Hmmmm.... yup, maybe I ought to keep my opinion of my boss/co-worker/etc. to myself. Or, at least, keep the entire truth to myself.

Response to failure

Today at Rodent U.'s Industrial Hygiene lab
we return to the on-going saga of our grad student's valiant efforts to get data.
In the last episode, her experiment actually produced data!
We open on the scene of her meeting with her research adviser,

meet with Dr.P --- ok

The missing peak in last experiment is supposed to be missing --- ok

the annoying peak at 0.7 is still there and pretty much just as big --- hmmm

check out experimental set up, connections, tubing --- how many gallons of oil were needed to make all of this Tygon tubing??

Find wiggly thing that's not supposed to be wiggly --- hmmm

find a the leak --- good

correct leak --- even better

annoying peak at 0.7 gone --- great

have finally gotten really ready to get to the meat of the experiment

set up power source --- ok

turn power source on

power source "on" light lights up --- yea!

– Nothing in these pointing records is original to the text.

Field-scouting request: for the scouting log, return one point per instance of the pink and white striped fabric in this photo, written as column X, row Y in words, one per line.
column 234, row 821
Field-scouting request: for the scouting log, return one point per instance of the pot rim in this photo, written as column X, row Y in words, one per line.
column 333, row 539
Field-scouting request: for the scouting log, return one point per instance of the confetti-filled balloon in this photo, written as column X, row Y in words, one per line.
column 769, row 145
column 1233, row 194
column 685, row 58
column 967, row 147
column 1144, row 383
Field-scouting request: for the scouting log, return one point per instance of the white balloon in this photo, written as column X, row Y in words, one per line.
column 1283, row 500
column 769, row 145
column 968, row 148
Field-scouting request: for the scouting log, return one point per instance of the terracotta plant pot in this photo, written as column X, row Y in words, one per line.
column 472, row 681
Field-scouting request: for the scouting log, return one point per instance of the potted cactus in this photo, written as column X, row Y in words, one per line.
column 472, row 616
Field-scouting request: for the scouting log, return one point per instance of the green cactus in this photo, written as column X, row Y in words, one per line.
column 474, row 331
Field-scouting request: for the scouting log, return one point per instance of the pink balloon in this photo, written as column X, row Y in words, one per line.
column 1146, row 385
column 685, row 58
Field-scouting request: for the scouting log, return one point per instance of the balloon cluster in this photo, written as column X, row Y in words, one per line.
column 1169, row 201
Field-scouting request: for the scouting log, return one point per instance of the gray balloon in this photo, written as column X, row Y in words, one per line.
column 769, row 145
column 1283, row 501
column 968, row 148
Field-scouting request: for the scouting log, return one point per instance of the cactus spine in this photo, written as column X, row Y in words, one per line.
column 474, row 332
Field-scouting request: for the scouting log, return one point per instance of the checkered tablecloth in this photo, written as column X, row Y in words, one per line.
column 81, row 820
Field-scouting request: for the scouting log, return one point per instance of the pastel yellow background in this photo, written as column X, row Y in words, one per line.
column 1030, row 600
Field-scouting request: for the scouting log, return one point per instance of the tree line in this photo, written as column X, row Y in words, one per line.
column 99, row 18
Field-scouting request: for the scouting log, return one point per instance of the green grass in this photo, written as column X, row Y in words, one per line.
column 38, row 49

power source makes the right kind of ticking noises --- good

fiddle with voltage regulator --- looks right

loud pop --- huh?

flash of white light at ammeter scale --- wow, pretty lights

no more voltage

no more joy

Dr.P & I looked at each other and sighed ...

I might as well laugh; at least it doesn't make my nose run afterwards.

Thesis tip

When you decide to be supportive of your classmate, and attend her thesis' defense ...

and you realize the only people in the room besides yourself are the degree candidate, and her 3 committee members ...

make sure you think of something really intelligent to ask at the end of the presentation.

So that when her advisor (who also happens to be yours) turns to you and asks, "So, at this point, we'd like to ask our guest if she has any questions" ...

you can whip out that great, insightful observation and impress a) your advisor and b) the other departmental prof sitting there, whom you want to have on your committee.